Gun dealers will aid in one’s understanding of using flintlock weapons also for the non-experienced.

These are just some of the basic tips one should take under advisement when one heads out into the field.

Googling ahead to find out what the weather conditions may be, I found out (pleasantly, may I add), that the temperatures will be well above normal. That may be great for the old timers, but for outdoor sportsmen, particularly hunters who usually pick this time of year to down their game, it could be a real problem.

According to the PGC, “Improperly field-dressing a deer carcass and warm weather can impact the quality of venison quickly if a harvested deer isn’t handled properly,” warns Dr. Walter Cottrell, PGC wildlife veterinarian.

After the kill, tag one’s deer. Then proceed from there.
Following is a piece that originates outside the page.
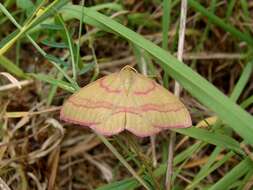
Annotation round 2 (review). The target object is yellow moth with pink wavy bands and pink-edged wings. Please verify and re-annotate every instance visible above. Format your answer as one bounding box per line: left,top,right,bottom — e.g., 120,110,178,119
60,66,192,137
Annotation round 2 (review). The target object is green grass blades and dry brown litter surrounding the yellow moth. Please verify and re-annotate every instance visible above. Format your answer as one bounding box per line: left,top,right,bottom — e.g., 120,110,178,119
0,0,253,190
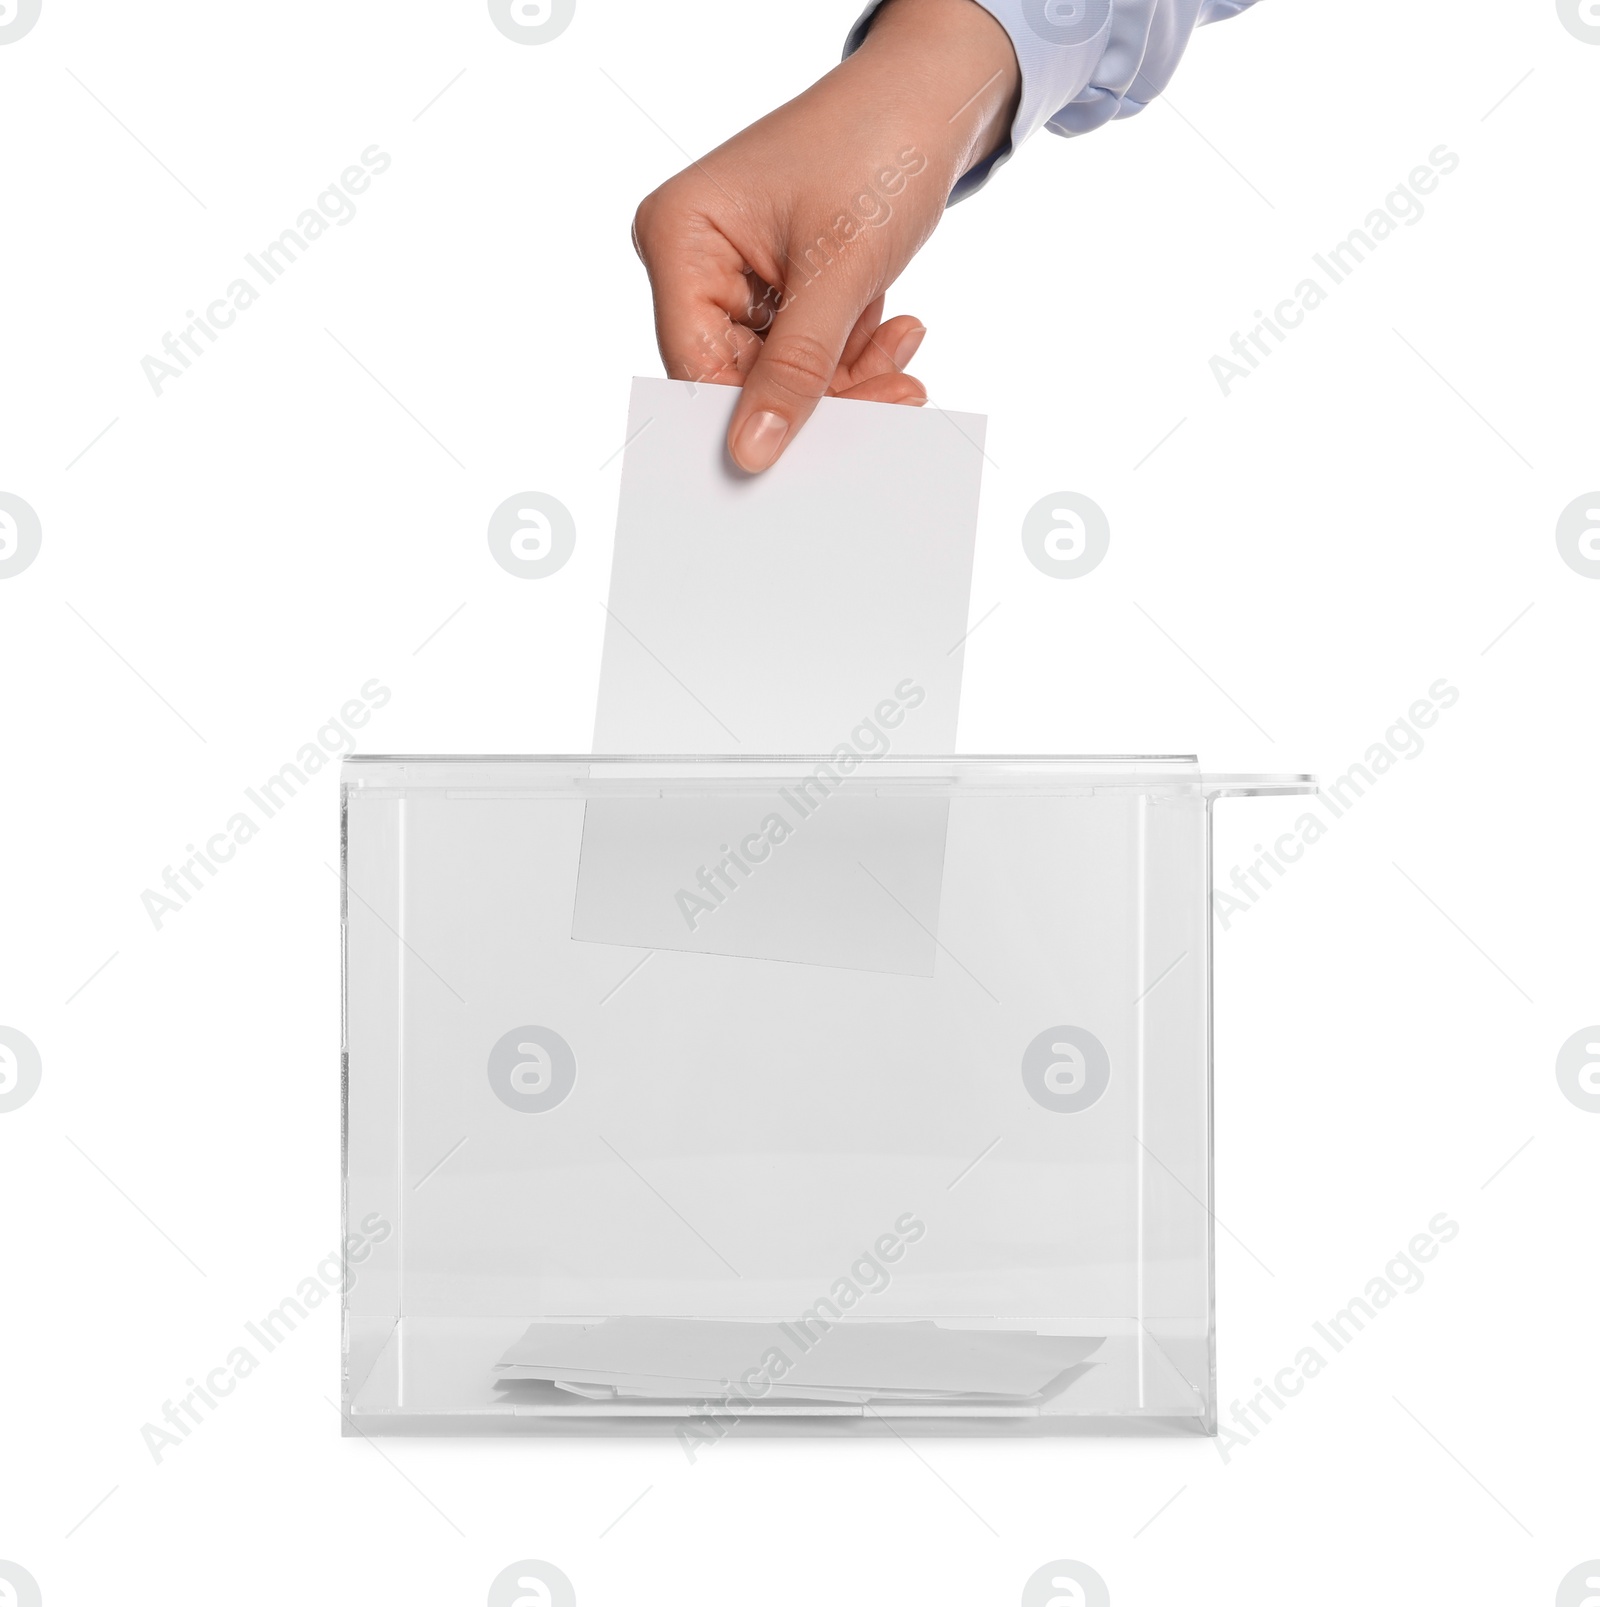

He continued, “Great care should be taken to remove entails without rupturing them and hunters should drain excess blood remaining in the cavity. Do not wash out the deer in a creek. Wipe down the cavity with a dry cloth,” he suggests.

In discussing the warm weather, he stated, “In warm weather, the cool-down process begins when you field-dress the deer. To improve the cool-down process, consider skinning the deer and hang the carcass in the shade, refrigerating it or placing a bag of ice in the body cavity. Never place a deer carcass – with or without the hide on it – in direct sunlight.”

Remove the hide from the animal working from the back quarters to the front pulling it as close to the base of the skull as possible, and then cutting it away with a clean saw. The trachea is now ready for removal.

The carcass should be wiped off immediately. If water is used, the area applied should be dried as soon thereafter. “Wet or damp meat,” Cottrell stated, “spoils more quickly and is more prone to cultivate and nurture bacteria,” he said.

Look for clumps of hair, blood clots and large fatty deposits. All should be removed at this time.

The final goal is to get the remains to a refrigeration area just as soon as possible. If the weather temp is below 40 degrees, take it to another locale and clean the deer there.